Scientists find first interstellar object from beyond our solar system
Astronomers have spotted what is believed to be the first known object originating from a different solar system to come into our own neighbourhood, AzVision.az reports citing the Independent.
According to observers, the object is on a hyperbolic trajectory which suggests the body has escaped from a star from outside our solar system.
Early findings published in the International Astronomical Union's Minor Planet Centre (MPEC) state: "If further observations confirm the unusual nature of this orbit, this object may be the first clear case of an interstellar comet."
The mysterious object, called A/2017 U1, was discovered by the University of Hawaii's Pan-STARRS 1 telescope on Haleakala, Hawaii.
Rob Weryk from the University of Hawaii's Institute of Astronomy was the first to identify the moving object. Comparing his findings with images taken at the European Space Agency's telescope on Tenerife in the Canary Islands, he concluded the object came from somewhere else in our galaxy.

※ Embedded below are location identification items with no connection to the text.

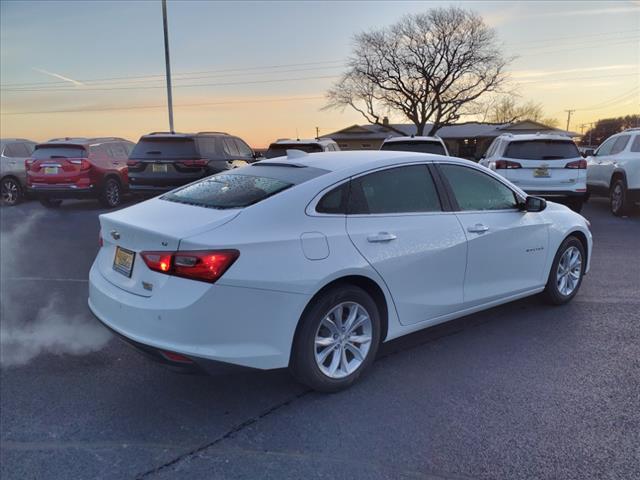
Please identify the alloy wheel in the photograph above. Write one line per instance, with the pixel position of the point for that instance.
(10, 191)
(343, 340)
(569, 271)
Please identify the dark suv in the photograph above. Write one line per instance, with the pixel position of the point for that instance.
(79, 168)
(162, 161)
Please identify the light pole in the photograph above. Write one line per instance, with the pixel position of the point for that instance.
(167, 64)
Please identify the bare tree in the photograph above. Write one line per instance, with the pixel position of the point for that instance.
(427, 68)
(507, 110)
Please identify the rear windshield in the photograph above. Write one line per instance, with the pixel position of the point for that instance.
(165, 148)
(421, 147)
(280, 149)
(228, 191)
(542, 150)
(47, 152)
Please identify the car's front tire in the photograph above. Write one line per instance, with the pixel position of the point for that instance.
(337, 339)
(11, 191)
(618, 198)
(566, 272)
(111, 194)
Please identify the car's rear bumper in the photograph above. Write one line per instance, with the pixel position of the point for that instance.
(235, 325)
(61, 191)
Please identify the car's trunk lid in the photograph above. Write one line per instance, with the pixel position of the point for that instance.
(155, 225)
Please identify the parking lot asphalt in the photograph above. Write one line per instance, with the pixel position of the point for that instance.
(524, 390)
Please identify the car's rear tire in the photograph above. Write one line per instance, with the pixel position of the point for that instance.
(619, 200)
(337, 339)
(566, 272)
(111, 193)
(11, 191)
(50, 202)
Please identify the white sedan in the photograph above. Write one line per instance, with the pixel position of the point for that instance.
(311, 261)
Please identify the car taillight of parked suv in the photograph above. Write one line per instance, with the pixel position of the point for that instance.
(79, 168)
(162, 161)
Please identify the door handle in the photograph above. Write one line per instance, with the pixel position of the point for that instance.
(477, 228)
(381, 237)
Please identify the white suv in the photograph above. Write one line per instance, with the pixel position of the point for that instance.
(546, 165)
(416, 144)
(614, 170)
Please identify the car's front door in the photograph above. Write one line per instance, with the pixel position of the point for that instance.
(507, 248)
(396, 222)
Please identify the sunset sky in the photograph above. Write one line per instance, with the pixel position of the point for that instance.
(260, 69)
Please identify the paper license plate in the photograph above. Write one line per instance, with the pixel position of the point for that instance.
(541, 172)
(123, 261)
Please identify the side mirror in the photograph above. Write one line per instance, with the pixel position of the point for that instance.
(535, 204)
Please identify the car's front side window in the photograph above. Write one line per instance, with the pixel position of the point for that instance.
(605, 148)
(407, 189)
(620, 144)
(475, 190)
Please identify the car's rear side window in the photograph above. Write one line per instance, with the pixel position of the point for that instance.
(420, 147)
(397, 190)
(161, 148)
(47, 152)
(228, 191)
(542, 150)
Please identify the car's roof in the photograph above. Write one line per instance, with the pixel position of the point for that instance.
(414, 138)
(303, 141)
(355, 160)
(82, 140)
(509, 137)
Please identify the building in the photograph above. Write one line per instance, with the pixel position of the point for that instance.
(466, 140)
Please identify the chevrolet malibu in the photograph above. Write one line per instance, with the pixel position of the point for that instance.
(311, 261)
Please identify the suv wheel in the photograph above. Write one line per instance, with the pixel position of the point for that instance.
(111, 193)
(337, 339)
(566, 272)
(11, 191)
(618, 198)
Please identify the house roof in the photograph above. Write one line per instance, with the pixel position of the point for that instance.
(457, 131)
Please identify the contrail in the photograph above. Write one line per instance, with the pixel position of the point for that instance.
(61, 77)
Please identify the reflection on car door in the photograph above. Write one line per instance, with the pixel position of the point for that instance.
(507, 247)
(396, 222)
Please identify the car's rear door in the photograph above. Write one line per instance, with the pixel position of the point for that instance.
(396, 221)
(507, 247)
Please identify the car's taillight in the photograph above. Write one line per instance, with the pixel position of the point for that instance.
(581, 164)
(194, 163)
(506, 164)
(203, 265)
(84, 163)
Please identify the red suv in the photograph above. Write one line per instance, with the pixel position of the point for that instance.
(79, 168)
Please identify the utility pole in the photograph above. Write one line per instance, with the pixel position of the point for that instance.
(569, 112)
(167, 64)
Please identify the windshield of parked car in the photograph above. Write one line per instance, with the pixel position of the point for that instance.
(542, 150)
(228, 191)
(413, 146)
(165, 148)
(47, 152)
(280, 149)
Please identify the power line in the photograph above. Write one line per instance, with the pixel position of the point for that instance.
(161, 75)
(150, 107)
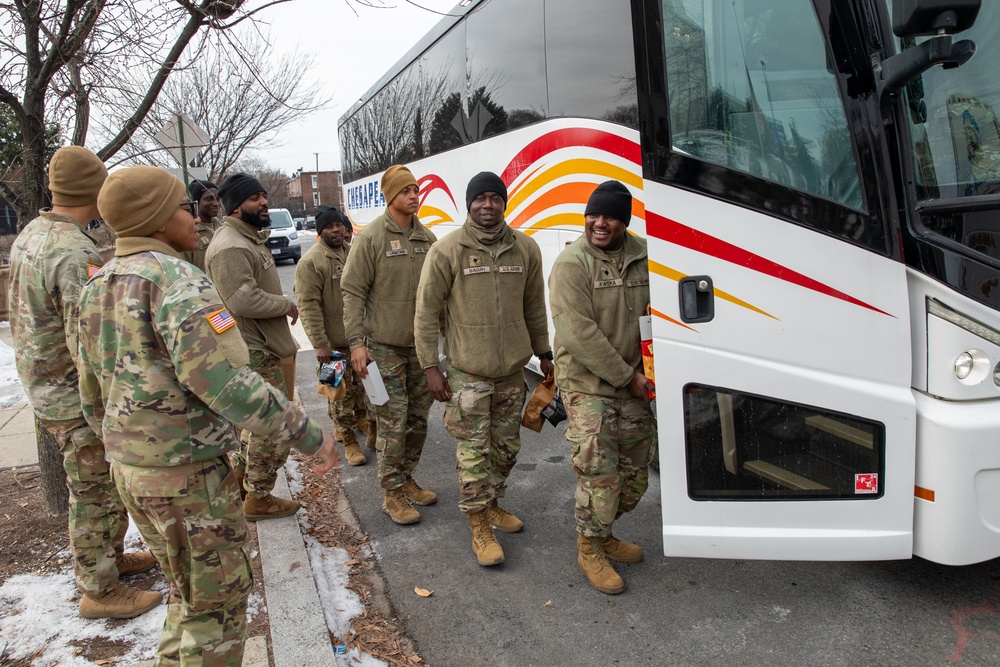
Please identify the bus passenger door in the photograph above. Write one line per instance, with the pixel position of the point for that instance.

The alien space rock is less than a quarter mile (400 metres) in diameter and is believed to have come from the direction of the constellation Lyra, travelling through space at the remarkable speed of 15.8 miles (25.5 kilometres) per second.
Scientists have long believed in the existence of such interstellar objects because a lot of material is thought to be ejected from planetary systems when planets are formed but this is the first time they may have found one.
Paul Chodas, manager of NASA's Centre for Near-Earth Object Studies (CNEOS), said: "We have been waiting for this for decades. It's long been theorised that such objects exist - asteroids or comets moving around between the stars and occasionally passing through our solar system - but this is the first such detection. So far, everything indicates this is likely an interstellar object, but more data would help confirm it."
New information obtained from observing the object could allow astronomers to know more about its origin and possibly its composition.
"This is the most extreme orbit I have ever seen," said David Farnocchia from CNEOS' Jet propulsion Laboratory in Pasadena, California.
"It is going extremely fast and on such a trajectory that we can say with confidence that this object is on its way out of the solar system and not coming back."
The small body came closest to the Sun on September 9 before making a hairpin turn and passing under the Earth's orbit on 14 October at a distance of about 15 million miles (24 million kilometres) - or about 60 times the distance to the Moon.